「まだらメソッド」を展開する7つのステップ

 ここでは、変わり種ミドルのKD課長が、緑色人材だけの自分のチームに、「新しい色」(人材)を加えるゲーム(実験)を始めた例で説明しよう。新しい色とは、先に述べた「青色+グレー色」である。

 その第1ステップは、図表3「まだら模様を展開する7つのステップ」の通りである。自分の課で行う加色程度のゲームには誰の許可もいらないので、課長の一存で始めてしまえばよい。

 ステップ1を突破したKD課長は、次に、ランチや飲み会で同僚の課長をつかまえて、自分のチームのの実験について話す。これが、ステップ2の「KD課長が同僚課長に青色+グレー色ゲームを紹介する。同僚課長は、その実験を支援する」である。この同僚課長は、変わり種のKD課長が最初に打ち明ける相手だから、それなりに感度がよい人物だ。ここで同僚課長が「自分のチームでもやってみよう」思えばしめたもの。少なくとも、興味をもって成り行きを見守ることになるだろう。

 そうこうしているうちに、KD課長の右腕スタッフのRSさんが、自分でもKD課長のゲームくらいはできると思い始める。KD課長は青色+グレー色ゲームをチーム外で展開したいから、チーム内のことに時間をとられないのは都合がいい。RSさんをみっちりコーチして、KD課長チームの加色実験はRSさんに任せることにする。これがステップ3の「RSさんが課長代行で青色+グレー色ゲームをリードする
」である。

 しばらく経つと、課長が集まる会議で、KD課長たちの活動が話題になる。同僚課長も得意げに話をする。そうなれば、加色実験の話が早晩、経営陣の耳に入る。経営陣の中から、これをうまく活用しようと思う人がでてきて、ステップ4の「経営者が横展開(伝染)を後押しする」となる。

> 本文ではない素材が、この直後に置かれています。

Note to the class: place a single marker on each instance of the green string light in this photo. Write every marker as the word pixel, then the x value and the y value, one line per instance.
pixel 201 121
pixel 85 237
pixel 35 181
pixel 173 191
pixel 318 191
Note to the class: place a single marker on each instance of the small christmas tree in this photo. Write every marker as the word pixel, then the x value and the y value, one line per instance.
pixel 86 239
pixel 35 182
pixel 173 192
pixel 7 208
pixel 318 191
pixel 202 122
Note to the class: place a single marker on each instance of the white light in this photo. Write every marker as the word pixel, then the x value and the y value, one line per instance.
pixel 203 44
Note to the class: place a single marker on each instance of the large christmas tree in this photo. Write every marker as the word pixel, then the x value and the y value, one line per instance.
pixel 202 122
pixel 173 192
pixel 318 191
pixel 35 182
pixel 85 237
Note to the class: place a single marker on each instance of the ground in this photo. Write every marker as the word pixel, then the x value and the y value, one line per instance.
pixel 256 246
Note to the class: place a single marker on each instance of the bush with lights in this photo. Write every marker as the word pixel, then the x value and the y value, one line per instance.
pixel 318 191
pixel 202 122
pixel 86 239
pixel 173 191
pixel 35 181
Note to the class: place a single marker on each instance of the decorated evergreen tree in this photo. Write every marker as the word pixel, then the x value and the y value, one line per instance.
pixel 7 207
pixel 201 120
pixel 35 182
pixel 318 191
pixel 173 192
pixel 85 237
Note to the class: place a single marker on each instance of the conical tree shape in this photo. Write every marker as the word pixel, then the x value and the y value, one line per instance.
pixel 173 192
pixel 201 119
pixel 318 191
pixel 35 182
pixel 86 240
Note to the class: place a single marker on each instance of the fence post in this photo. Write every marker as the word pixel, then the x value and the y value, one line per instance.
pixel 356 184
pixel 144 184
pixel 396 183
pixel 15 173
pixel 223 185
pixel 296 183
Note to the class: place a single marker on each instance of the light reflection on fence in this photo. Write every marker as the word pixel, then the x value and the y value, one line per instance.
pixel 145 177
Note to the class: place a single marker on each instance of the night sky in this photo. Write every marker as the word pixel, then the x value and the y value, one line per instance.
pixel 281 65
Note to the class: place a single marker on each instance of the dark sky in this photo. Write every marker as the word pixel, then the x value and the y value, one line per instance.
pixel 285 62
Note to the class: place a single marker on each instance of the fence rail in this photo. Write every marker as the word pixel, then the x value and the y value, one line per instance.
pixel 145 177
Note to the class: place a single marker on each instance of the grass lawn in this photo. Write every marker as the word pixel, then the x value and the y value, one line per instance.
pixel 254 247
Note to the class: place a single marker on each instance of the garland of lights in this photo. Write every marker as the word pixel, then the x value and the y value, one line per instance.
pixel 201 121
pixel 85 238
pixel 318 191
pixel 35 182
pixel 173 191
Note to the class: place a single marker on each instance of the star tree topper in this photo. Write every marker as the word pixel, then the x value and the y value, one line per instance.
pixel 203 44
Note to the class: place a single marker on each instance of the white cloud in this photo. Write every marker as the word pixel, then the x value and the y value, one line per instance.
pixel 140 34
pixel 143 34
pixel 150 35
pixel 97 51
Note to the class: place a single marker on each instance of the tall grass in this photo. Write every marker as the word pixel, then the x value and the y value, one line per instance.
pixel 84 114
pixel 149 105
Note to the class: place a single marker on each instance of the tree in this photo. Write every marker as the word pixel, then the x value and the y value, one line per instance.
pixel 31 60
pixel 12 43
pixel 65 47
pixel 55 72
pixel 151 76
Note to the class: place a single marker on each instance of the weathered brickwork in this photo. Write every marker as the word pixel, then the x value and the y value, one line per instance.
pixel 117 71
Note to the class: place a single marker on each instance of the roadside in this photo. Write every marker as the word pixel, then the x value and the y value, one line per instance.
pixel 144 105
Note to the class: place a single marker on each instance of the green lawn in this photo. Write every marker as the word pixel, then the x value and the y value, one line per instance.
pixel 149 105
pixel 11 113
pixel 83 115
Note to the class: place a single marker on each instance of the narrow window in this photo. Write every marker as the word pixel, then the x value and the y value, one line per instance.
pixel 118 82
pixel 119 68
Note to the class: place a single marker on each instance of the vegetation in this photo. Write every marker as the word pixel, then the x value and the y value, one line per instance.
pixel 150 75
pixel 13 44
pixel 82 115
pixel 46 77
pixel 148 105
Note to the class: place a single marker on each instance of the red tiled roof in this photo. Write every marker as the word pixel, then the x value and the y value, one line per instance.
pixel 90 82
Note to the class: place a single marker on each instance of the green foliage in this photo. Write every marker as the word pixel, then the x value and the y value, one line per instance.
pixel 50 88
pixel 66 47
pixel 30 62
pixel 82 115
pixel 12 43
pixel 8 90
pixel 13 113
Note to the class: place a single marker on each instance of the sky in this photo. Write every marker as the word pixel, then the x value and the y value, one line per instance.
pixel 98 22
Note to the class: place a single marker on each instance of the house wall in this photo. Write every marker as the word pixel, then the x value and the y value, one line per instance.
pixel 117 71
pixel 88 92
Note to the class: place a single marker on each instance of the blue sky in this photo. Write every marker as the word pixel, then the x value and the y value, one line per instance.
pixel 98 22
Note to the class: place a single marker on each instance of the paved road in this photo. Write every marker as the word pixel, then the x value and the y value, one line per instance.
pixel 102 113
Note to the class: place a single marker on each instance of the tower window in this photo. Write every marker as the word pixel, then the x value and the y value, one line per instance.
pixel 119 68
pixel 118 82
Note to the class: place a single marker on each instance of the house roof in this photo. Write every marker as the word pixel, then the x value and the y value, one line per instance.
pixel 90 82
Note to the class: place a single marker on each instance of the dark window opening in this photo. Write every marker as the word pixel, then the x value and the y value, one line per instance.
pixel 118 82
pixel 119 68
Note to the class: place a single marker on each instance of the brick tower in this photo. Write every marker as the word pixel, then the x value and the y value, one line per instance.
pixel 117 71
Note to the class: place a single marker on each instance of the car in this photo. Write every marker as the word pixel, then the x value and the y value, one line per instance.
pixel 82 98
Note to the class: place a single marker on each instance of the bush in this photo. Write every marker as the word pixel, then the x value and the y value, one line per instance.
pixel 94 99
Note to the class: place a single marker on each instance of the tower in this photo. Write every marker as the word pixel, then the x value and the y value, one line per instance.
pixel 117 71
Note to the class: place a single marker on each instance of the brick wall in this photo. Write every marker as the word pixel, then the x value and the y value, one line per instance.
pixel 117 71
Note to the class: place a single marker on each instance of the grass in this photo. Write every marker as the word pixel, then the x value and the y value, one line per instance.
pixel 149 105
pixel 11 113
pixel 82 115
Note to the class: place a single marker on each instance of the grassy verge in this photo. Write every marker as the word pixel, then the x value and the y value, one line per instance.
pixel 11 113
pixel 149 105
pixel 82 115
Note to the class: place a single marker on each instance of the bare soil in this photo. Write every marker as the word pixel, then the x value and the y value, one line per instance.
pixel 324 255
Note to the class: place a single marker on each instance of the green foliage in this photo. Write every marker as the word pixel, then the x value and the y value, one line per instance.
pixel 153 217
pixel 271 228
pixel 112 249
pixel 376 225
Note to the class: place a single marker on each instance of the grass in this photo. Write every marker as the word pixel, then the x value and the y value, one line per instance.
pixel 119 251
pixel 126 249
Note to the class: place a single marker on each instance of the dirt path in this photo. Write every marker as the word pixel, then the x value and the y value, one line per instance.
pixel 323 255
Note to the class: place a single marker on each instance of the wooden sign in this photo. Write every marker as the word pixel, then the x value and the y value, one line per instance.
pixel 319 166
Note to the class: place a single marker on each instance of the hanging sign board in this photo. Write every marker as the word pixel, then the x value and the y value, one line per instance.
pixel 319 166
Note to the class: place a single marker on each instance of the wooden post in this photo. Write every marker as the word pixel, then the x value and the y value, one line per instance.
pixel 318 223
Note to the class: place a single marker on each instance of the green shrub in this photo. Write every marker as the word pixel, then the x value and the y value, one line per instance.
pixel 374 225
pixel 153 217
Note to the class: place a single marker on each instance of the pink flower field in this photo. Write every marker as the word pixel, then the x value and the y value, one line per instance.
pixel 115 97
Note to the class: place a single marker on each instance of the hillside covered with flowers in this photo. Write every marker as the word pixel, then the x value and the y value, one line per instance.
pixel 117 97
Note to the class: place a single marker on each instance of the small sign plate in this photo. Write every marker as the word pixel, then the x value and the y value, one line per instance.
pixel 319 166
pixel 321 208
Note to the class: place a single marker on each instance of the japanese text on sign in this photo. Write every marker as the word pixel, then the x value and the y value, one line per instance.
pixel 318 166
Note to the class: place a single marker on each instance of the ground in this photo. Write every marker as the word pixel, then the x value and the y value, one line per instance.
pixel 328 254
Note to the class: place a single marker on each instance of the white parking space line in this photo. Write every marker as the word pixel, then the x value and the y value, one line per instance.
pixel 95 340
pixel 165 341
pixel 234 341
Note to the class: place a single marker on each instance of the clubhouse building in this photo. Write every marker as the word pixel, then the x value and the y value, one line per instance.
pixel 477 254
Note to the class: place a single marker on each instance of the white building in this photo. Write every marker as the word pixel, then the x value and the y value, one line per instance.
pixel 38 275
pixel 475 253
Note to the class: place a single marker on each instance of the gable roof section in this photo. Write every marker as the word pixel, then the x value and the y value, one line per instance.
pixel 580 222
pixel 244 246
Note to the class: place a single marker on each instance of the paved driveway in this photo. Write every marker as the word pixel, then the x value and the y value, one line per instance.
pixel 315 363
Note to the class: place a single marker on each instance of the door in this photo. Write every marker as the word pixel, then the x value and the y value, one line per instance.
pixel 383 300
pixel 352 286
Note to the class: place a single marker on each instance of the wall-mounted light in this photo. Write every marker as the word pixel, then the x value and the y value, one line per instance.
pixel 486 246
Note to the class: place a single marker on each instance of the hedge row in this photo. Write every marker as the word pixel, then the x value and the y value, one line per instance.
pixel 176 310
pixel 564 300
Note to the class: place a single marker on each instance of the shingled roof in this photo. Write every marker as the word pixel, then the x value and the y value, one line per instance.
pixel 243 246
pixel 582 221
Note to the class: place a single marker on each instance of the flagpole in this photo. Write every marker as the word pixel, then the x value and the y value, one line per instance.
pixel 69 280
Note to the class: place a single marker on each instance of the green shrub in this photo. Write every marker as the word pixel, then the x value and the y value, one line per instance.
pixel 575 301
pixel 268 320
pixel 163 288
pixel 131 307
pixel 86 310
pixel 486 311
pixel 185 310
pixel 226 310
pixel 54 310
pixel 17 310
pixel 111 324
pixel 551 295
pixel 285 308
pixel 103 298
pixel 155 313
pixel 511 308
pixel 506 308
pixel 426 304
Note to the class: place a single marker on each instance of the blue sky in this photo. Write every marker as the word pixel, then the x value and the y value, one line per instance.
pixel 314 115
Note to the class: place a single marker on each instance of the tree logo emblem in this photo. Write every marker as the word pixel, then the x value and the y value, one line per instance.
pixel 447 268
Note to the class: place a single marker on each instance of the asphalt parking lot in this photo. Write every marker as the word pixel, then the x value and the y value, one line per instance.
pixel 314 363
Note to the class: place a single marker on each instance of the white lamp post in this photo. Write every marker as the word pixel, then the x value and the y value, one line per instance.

 ステップ4までくると、ステップ1からの相乗効果で、社内に新しい空気が流れ始めている。同調性の高い課長、すなわち、自ら変化を起こす行動をしたがらない課長の中からも、加色実験を始める者がでてきてもおかしくない。加色実験が全社的に蔓延すれば、参加することが同調することになるのだから。

 いずれにせよ、時間の経過とともに、ステップ5の「1、2、3、4が効いて、別の同僚課長が青色+グレー色ゲームを始める」のである。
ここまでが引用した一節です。